# Proposed Sturgeon Weir at Rainbow Bend, Big Manistee



## GettinBucky (Jul 18, 2007)

most likely this in now a moot point as Trump lashed the funding to the GLRI by 95% today. 300 million down to 10 million. no money left for this project..... see the thread in the cold water forum.


----------



## Fishndude (Feb 22, 2003)

Sparky23 said:


> Yoy can fish for them. Go over to st claire river. Or do you not want to drive a long way for sturgeon? Are they a cool fish...yes. Fun to catch yea i caught one and have pics...does it make me want to target them... no. It isnt a species that will draw income like the steelhead that this weir would hurt is what im saying.


The Steelhead won't just disappear, or evaporate. They will simply have a greater challenge passing a weir. I would expect fishing below that weir to be pretty good, and fishing above it to be not-as-good, but still okay. It is a big river, and gets a lot of Steelhead returning to it. And not all of them run the river during the timeframe that weir would be in place. 

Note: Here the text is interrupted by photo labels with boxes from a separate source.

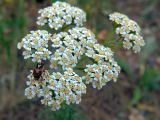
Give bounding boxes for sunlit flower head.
[17,30,51,63]
[37,1,86,30]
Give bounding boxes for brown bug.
[33,63,44,80]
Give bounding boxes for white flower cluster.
[25,69,86,110]
[50,27,97,70]
[83,44,120,89]
[37,1,86,30]
[17,2,148,110]
[17,30,51,63]
[109,12,145,53]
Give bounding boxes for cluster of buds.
[17,2,144,110]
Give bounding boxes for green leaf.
[132,86,141,104]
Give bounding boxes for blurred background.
[0,0,160,120]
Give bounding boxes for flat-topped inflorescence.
[25,68,86,110]
[37,1,86,30]
[17,2,144,110]
[17,30,51,63]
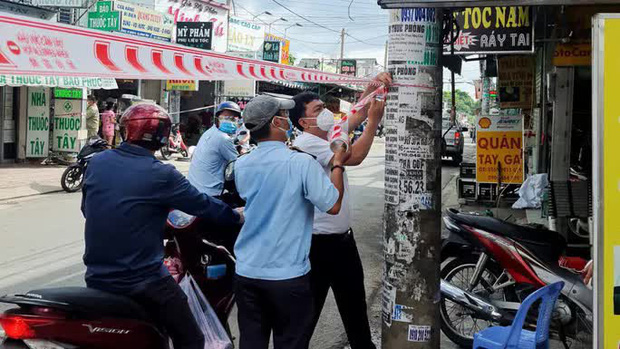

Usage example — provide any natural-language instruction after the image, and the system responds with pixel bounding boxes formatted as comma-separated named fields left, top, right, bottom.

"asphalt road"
left=0, top=139, right=475, bottom=349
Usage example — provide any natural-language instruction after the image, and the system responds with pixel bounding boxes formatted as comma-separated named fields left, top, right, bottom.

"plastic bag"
left=512, top=173, right=549, bottom=209
left=179, top=274, right=233, bottom=349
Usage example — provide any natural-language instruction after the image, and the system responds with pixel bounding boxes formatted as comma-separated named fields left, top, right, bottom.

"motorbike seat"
left=24, top=287, right=151, bottom=322
left=448, top=209, right=566, bottom=261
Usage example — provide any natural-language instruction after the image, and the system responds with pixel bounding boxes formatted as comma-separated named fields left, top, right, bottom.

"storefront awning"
left=0, top=15, right=435, bottom=90
left=0, top=74, right=118, bottom=90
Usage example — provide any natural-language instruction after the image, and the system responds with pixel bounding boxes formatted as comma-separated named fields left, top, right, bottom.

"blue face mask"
left=218, top=120, right=237, bottom=135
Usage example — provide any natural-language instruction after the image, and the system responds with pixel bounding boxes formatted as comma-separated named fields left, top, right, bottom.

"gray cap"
left=243, top=95, right=295, bottom=131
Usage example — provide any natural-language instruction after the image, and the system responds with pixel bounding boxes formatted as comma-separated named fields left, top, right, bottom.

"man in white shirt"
left=289, top=73, right=392, bottom=349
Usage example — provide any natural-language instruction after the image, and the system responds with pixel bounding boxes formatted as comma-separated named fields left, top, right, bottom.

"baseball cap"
left=243, top=95, right=295, bottom=131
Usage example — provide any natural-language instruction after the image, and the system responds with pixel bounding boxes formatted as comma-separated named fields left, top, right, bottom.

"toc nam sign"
left=377, top=0, right=617, bottom=8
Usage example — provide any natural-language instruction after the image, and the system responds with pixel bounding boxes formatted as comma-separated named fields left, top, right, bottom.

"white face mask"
left=316, top=108, right=335, bottom=131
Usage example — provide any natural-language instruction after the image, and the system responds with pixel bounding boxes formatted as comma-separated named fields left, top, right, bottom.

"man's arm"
left=349, top=72, right=392, bottom=130
left=163, top=165, right=242, bottom=225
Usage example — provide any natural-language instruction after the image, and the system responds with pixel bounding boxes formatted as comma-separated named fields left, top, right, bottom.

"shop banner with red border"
left=0, top=16, right=422, bottom=85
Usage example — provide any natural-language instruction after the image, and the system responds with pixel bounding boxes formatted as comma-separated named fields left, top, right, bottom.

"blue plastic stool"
left=474, top=281, right=564, bottom=349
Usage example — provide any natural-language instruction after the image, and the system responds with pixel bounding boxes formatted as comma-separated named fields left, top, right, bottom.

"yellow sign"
left=265, top=34, right=291, bottom=65
left=553, top=43, right=592, bottom=67
left=592, top=15, right=620, bottom=349
left=166, top=80, right=198, bottom=91
left=476, top=115, right=523, bottom=184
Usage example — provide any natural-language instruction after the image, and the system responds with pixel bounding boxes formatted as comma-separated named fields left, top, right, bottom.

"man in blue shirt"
left=234, top=95, right=349, bottom=349
left=187, top=102, right=241, bottom=196
left=82, top=104, right=243, bottom=349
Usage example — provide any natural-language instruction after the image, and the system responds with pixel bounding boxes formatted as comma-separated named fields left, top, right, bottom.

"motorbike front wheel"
left=440, top=255, right=512, bottom=348
left=159, top=144, right=172, bottom=160
left=60, top=164, right=84, bottom=193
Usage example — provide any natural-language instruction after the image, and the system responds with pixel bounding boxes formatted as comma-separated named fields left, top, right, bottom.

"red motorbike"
left=0, top=211, right=238, bottom=349
left=159, top=124, right=189, bottom=160
left=440, top=209, right=593, bottom=347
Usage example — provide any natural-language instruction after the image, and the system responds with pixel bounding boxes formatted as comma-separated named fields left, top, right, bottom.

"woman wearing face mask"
left=290, top=73, right=392, bottom=349
left=187, top=101, right=241, bottom=196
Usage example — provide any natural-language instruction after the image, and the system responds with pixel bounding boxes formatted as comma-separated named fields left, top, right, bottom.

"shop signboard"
left=497, top=55, right=534, bottom=109
left=592, top=14, right=620, bottom=349
left=52, top=99, right=85, bottom=153
left=263, top=41, right=280, bottom=63
left=228, top=17, right=265, bottom=52
left=340, top=59, right=357, bottom=76
left=26, top=87, right=50, bottom=158
left=476, top=115, right=523, bottom=184
left=440, top=6, right=534, bottom=55
left=265, top=34, right=291, bottom=65
left=177, top=22, right=213, bottom=50
left=154, top=0, right=228, bottom=52
left=222, top=80, right=256, bottom=98
left=32, top=0, right=86, bottom=8
left=166, top=80, right=198, bottom=91
left=0, top=74, right=118, bottom=90
left=553, top=42, right=592, bottom=67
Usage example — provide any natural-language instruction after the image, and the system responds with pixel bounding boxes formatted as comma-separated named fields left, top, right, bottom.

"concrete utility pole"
left=340, top=28, right=347, bottom=74
left=382, top=8, right=443, bottom=349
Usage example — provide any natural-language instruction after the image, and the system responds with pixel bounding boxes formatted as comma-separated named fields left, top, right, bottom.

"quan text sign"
left=444, top=6, right=534, bottom=54
left=177, top=22, right=213, bottom=50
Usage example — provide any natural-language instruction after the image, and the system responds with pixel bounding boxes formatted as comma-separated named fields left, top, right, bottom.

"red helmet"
left=121, top=103, right=172, bottom=150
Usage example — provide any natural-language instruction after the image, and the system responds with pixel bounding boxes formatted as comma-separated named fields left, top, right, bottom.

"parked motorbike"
left=440, top=209, right=593, bottom=348
left=60, top=138, right=109, bottom=193
left=0, top=210, right=238, bottom=349
left=159, top=124, right=189, bottom=160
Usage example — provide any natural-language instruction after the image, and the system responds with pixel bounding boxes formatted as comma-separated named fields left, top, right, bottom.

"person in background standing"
left=86, top=95, right=99, bottom=139
left=101, top=102, right=116, bottom=146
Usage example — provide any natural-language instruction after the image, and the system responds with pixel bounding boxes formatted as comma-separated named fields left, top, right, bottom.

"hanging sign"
left=52, top=99, right=84, bottom=153
left=0, top=15, right=435, bottom=87
left=177, top=22, right=213, bottom=50
left=166, top=80, right=198, bottom=91
left=592, top=14, right=620, bottom=349
left=476, top=115, right=523, bottom=184
left=497, top=56, right=534, bottom=109
left=26, top=87, right=50, bottom=158
left=228, top=17, right=265, bottom=52
left=0, top=74, right=118, bottom=90
left=263, top=41, right=280, bottom=63
left=444, top=6, right=534, bottom=55
left=340, top=59, right=357, bottom=76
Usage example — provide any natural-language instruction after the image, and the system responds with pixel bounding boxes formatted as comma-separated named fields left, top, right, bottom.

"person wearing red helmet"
left=82, top=104, right=243, bottom=349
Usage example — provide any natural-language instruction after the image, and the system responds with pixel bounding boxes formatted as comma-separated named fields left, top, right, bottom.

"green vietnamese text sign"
left=26, top=87, right=50, bottom=158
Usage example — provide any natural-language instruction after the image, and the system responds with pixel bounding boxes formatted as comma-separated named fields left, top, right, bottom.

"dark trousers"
left=235, top=275, right=313, bottom=349
left=129, top=276, right=205, bottom=349
left=310, top=230, right=375, bottom=349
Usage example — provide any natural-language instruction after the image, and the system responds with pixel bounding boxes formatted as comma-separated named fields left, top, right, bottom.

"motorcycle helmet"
left=215, top=101, right=241, bottom=117
left=120, top=103, right=172, bottom=150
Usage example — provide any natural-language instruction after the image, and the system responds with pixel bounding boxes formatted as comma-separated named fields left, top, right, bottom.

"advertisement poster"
left=443, top=6, right=534, bottom=55
left=592, top=14, right=620, bottom=349
left=263, top=41, right=280, bottom=63
left=155, top=0, right=228, bottom=52
left=26, top=87, right=50, bottom=158
left=476, top=115, right=523, bottom=184
left=497, top=56, right=534, bottom=109
left=166, top=80, right=198, bottom=91
left=177, top=22, right=213, bottom=50
left=340, top=59, right=357, bottom=76
left=265, top=34, right=291, bottom=65
left=228, top=17, right=265, bottom=52
left=52, top=99, right=85, bottom=153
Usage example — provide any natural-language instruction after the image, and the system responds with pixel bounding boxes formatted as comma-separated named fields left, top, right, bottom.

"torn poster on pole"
left=0, top=15, right=392, bottom=88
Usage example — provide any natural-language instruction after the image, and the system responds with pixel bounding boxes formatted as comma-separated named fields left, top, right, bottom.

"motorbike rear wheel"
left=60, top=164, right=84, bottom=193
left=440, top=255, right=512, bottom=348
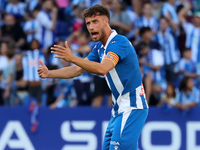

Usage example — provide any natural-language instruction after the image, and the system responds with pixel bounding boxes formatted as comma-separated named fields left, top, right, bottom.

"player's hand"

I think Sturgeon are a precious resource in the Great Lakes, and the progress that has been made to increase their numbers is significant. When I was growing up (50 years ago), there were hardly any Sturgeon left, except for a few large NE inland lakes. The Indian Tribe that raises them have been working on increasing their numbers for quite a while, and the results are clearly favorable. 150 years ago, Sturgeon were very abundant in MI, and the States surrounding the Great Lakes.


----------